In large measure ext2 and the related ext3 are the "default" filesystem for Linux. When building a Linux desktop or server ext[23] is a reasonable solution, and the one generally chosen barring good reason to do otherwise. This notion of ext2 as the default often carries over into embedded systems as well, though there is far less advantage to doing so. It is certainly possible to create a large ext2 ramdisk (using the /dev/loop technique shown above) and use it to store both the application binaries as well as provide scratch space for /tmp et al. This does have the appeal of requiring only one filesystem, rather than the combinations recommended earlier.

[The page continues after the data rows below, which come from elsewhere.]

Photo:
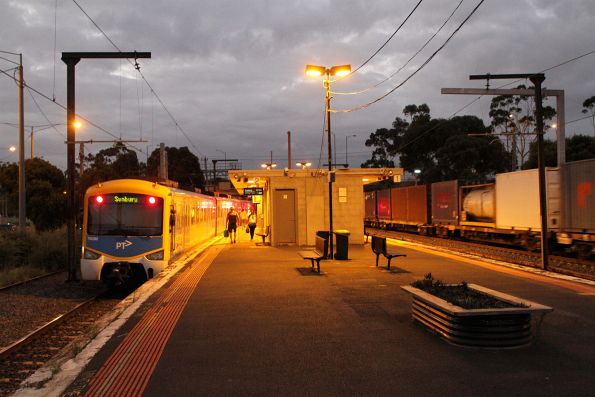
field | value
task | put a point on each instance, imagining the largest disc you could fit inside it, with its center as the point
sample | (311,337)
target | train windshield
(125,214)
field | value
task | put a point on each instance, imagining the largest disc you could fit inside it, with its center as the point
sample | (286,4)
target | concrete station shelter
(294,202)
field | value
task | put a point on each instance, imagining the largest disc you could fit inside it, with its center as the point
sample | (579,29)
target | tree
(382,139)
(441,149)
(183,167)
(44,195)
(115,162)
(513,117)
(589,107)
(578,147)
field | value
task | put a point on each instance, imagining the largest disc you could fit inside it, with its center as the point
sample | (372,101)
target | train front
(125,236)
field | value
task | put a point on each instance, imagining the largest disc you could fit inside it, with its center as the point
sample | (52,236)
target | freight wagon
(506,211)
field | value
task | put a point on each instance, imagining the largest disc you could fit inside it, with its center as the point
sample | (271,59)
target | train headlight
(156,256)
(90,254)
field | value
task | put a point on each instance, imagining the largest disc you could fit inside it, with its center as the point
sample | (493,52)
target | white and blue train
(133,228)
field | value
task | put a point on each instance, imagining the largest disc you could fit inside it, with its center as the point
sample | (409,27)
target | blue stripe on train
(124,246)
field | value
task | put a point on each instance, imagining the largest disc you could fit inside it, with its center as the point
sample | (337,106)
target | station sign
(253,191)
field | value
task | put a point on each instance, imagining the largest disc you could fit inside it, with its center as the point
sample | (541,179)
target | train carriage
(133,228)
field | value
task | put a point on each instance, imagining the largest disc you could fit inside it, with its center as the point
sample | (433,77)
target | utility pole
(288,150)
(536,79)
(22,208)
(71,59)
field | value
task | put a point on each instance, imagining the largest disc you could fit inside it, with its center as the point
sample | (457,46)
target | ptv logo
(123,244)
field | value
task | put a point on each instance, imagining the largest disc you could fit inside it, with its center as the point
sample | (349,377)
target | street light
(319,71)
(347,136)
(416,172)
(303,164)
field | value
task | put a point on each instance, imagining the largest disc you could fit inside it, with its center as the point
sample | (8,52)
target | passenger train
(133,228)
(506,211)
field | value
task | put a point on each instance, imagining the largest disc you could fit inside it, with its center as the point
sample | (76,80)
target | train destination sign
(253,191)
(125,199)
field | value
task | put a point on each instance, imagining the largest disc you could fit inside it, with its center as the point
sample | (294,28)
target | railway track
(23,357)
(564,265)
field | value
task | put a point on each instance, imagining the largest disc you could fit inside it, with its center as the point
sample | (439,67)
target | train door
(284,216)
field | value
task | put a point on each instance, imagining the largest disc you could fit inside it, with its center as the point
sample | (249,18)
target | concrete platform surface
(251,320)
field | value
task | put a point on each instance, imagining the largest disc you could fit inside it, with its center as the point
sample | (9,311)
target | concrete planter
(488,328)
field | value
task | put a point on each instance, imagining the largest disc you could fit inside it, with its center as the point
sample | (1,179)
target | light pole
(318,71)
(346,151)
(303,164)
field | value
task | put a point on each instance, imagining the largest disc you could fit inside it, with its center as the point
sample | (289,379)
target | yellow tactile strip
(128,369)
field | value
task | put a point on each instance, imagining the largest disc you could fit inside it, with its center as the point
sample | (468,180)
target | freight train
(133,228)
(505,211)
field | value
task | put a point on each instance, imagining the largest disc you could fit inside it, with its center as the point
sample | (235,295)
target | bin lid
(341,231)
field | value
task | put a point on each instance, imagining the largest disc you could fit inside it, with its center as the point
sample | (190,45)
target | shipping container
(445,203)
(383,204)
(477,206)
(370,206)
(411,205)
(579,194)
(517,200)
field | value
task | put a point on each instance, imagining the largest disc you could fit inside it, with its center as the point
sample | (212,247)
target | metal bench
(264,234)
(321,252)
(379,247)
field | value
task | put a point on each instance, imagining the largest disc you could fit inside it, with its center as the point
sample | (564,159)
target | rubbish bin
(322,233)
(342,240)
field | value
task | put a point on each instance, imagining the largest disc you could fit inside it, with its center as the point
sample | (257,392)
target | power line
(409,60)
(51,125)
(502,86)
(64,108)
(416,71)
(389,39)
(137,67)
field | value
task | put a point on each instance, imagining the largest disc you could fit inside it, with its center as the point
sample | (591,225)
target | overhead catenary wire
(86,120)
(409,60)
(422,134)
(135,65)
(51,125)
(416,71)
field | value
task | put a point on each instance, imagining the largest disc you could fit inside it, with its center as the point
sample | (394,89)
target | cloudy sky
(229,75)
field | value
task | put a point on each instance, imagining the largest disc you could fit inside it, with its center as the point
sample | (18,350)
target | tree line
(464,148)
(45,195)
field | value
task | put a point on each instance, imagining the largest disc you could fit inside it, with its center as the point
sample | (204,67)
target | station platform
(251,320)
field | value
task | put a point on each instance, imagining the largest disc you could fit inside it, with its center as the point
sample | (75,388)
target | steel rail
(9,286)
(6,351)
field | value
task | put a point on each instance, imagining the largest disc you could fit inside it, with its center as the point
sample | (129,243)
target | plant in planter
(471,315)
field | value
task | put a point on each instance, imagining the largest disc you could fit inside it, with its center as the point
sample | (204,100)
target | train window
(125,214)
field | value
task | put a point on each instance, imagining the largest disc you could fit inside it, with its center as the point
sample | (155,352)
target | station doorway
(284,216)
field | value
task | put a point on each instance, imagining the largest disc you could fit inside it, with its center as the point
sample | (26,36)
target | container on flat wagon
(477,205)
(517,200)
(579,195)
(410,204)
(383,204)
(445,203)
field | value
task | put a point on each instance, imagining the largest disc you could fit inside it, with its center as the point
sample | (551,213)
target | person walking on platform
(252,224)
(243,218)
(231,223)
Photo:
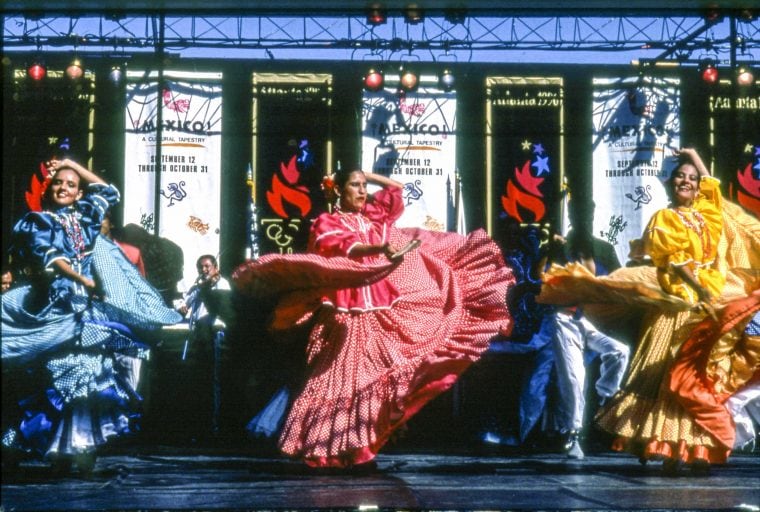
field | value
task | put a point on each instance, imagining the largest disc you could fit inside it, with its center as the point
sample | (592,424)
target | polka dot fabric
(370,371)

The memory footprint of an ext2 ramdisk is always going to be larger than the options described above. It is common practice to create the ext2 filesystem in a file, gzip it, and compile the gzipped binary into the target image. This reduces the image size, but at boot the kernel will decompress the entire filesystem into memory. So if you have a 40 Meg ext2 which gzips down to 10 Megs, it will only add 10 Megs to the image size but expand to 40 Megs of RAM on the target. Compare this to squashfs, where a 10 Meg filesystem adds 10 Megs to the image size and also consumes 10 Megs of RAM on the target. The buffer cache does not perturb the result: when using either ext2 or squashfs, any files in active use will be present in the buffer cache and the footprint would be the same in both cases.

Postscript

This turned into an exceedingly long post. Early drafts were even longer, and much material got left on the cutting room floor. I'll collect more random musings on embedded filesystems into a future post.

Updates

A comment from Lance pointed to a discussion on LKML about extending cramfs to be writable. Changes made to files would be stored in the page cache, and as far as I can tell would be stored in uncompressed form. The same technique could presumably be applied to squashfs. This would make things a bit simpler for those who need a small amount of writable ramdisk.

Tom Ziomek notes that SquashFS has been accepted into the mainline kernel in 2.6.29. Scroll down to see Tom's comment; since this article appeared this blog switched to using Disqus, so you see the older comments first followed by the recent comments in a separate Disqus section.